Le Guin does not apologise for the male-order, hierarchical world in the first three novels. But twenty years after their publication she recognises things about that world that she didn’t understand when she made it. With the insights of contemporary feminist theory, she understands that, at the time, she was ‘writing partly by the rules, as an artificial man, and partly against the rules, as an inadvertent revolutionary’ (7). In her revolutionary mode, in a partly conscious attempt to create a hero from a visible minority, Le Guin made Ged and all the good guys in the Earthsea books black, and the bad guys white. Nevertheless, the good guys were standard male-order heroes anyway. They lived lives of ‘continence; abstinence; denial of relationship’ (16). And they worked in a world predicated on ‘power as domination over others, unassailable strength, and the generosity of the rich’ (14).

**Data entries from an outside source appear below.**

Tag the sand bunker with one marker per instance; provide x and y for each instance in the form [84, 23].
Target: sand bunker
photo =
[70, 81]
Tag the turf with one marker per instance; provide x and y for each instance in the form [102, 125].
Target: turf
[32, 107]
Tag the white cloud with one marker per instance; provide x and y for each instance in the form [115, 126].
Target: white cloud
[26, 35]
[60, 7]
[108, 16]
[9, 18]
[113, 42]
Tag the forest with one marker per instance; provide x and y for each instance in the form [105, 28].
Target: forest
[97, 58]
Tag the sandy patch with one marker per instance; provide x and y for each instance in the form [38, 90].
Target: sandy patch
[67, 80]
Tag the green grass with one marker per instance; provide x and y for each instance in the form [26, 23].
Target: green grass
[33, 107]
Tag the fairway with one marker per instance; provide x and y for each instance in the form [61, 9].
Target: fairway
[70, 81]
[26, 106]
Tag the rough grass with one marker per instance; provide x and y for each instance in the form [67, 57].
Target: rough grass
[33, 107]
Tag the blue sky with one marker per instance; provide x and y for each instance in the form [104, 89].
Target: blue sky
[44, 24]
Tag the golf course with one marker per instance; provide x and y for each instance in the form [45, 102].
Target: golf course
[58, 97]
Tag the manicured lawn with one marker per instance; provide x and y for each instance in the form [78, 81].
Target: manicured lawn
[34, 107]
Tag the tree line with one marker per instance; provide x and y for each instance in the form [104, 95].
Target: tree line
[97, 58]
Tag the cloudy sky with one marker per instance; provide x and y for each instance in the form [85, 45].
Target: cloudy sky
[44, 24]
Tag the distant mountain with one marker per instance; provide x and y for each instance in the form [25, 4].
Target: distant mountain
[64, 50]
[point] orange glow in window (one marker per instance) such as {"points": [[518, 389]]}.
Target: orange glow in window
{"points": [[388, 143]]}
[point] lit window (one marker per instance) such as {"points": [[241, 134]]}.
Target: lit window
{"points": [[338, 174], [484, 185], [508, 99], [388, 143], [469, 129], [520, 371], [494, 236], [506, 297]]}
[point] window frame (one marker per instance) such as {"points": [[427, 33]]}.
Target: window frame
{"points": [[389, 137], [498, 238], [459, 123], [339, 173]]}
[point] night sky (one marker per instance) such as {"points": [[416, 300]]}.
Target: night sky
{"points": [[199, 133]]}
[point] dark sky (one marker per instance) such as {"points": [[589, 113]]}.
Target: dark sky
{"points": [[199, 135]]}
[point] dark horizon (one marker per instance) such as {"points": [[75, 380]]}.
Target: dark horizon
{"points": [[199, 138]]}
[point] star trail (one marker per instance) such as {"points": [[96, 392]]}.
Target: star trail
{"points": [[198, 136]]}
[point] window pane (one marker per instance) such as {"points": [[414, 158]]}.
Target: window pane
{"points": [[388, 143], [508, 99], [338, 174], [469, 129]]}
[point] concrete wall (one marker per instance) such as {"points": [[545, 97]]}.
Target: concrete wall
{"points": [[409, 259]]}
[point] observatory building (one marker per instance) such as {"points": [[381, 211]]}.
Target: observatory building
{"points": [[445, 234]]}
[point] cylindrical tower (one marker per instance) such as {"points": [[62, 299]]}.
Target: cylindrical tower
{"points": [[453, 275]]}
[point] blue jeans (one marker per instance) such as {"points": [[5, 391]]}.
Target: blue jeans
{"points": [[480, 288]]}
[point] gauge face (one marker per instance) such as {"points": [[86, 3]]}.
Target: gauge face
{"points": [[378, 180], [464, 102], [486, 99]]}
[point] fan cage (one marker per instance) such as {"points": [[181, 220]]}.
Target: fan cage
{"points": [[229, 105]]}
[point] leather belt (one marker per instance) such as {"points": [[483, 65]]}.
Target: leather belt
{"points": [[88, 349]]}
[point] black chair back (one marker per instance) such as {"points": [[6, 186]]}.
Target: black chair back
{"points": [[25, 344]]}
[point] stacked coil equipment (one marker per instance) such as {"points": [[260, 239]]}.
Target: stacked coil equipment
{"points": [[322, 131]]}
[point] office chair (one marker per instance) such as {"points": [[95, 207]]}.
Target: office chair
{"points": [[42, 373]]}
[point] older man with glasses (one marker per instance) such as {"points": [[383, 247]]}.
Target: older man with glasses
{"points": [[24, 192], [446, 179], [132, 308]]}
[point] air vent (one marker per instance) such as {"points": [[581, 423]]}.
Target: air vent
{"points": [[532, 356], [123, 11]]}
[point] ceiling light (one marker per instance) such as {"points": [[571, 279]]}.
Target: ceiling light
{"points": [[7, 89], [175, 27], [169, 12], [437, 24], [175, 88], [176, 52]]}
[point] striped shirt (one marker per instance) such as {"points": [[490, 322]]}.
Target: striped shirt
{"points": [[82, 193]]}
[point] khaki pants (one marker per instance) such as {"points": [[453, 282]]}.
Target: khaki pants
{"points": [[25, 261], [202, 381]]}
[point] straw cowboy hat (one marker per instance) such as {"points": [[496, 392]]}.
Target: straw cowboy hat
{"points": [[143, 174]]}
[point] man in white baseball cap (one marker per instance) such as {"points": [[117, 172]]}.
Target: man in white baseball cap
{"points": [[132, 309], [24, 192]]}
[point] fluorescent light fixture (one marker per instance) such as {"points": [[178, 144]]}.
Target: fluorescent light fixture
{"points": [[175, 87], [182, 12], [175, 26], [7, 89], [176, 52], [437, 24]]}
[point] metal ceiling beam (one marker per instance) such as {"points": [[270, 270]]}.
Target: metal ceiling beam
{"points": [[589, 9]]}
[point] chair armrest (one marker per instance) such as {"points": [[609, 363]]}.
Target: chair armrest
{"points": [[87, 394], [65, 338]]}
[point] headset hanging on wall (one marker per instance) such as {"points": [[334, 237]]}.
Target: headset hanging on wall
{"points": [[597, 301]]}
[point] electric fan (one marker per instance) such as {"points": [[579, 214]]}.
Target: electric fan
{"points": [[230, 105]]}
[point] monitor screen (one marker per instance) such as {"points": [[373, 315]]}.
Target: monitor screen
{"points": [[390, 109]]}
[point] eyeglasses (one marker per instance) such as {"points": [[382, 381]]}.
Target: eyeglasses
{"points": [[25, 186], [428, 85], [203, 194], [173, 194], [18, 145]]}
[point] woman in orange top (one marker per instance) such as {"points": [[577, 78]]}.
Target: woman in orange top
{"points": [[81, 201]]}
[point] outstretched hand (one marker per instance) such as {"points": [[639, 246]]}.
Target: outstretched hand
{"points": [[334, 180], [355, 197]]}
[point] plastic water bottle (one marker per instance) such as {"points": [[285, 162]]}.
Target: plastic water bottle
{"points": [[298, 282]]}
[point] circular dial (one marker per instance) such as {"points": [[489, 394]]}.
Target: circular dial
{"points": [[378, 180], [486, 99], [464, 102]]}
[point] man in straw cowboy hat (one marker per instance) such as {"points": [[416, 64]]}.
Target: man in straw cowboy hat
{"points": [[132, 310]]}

But in Tehanu, the fourth and final Earthsea book, published seventeen years after the third, Le Guin scraps male-order heroism. She creates Tenar, a feminist pro-creative, recreative hero: ‘All her former selves are alive in her: the child Tenar, the girl priestess Arha ... and Goha, the farmwife, mother of two children. Tenar is whole but not single. She is not pure’ (Le Guin 1993: 18). The traditional male hero, the dragonslayer and dragonlord, marked by his capacity to defeat evil, to win, and to receive public adoration and power, is nowhere in sight. In the new mythology Le Guin creates, the dragon is transformed into a familiar, a guide for a new female hero: ‘The child who is our care, the child we have betrayed, is our guide. She leads us to the dragon. She is the dragon.’ Le Guin moves out of the hierarchical ordering of the heroic world, and into a new world where the search is for wildness, a ‘new order of freedom’ (26).

At the turn of the millennium, Le Guin’s fantasy novels seem touchingly well behaved in the context of the fantasy novels produced by younger women who never experienced a pre-feminist world. The fantasies of Francesca Lia Block belong here: urban, closer to wish-fulfilment dream than medieval romance, her stories, particularly those in the Girl Goddess #9: Nine Stories (1996) collection open out into a more overtly sexual world than the world of Earthsea.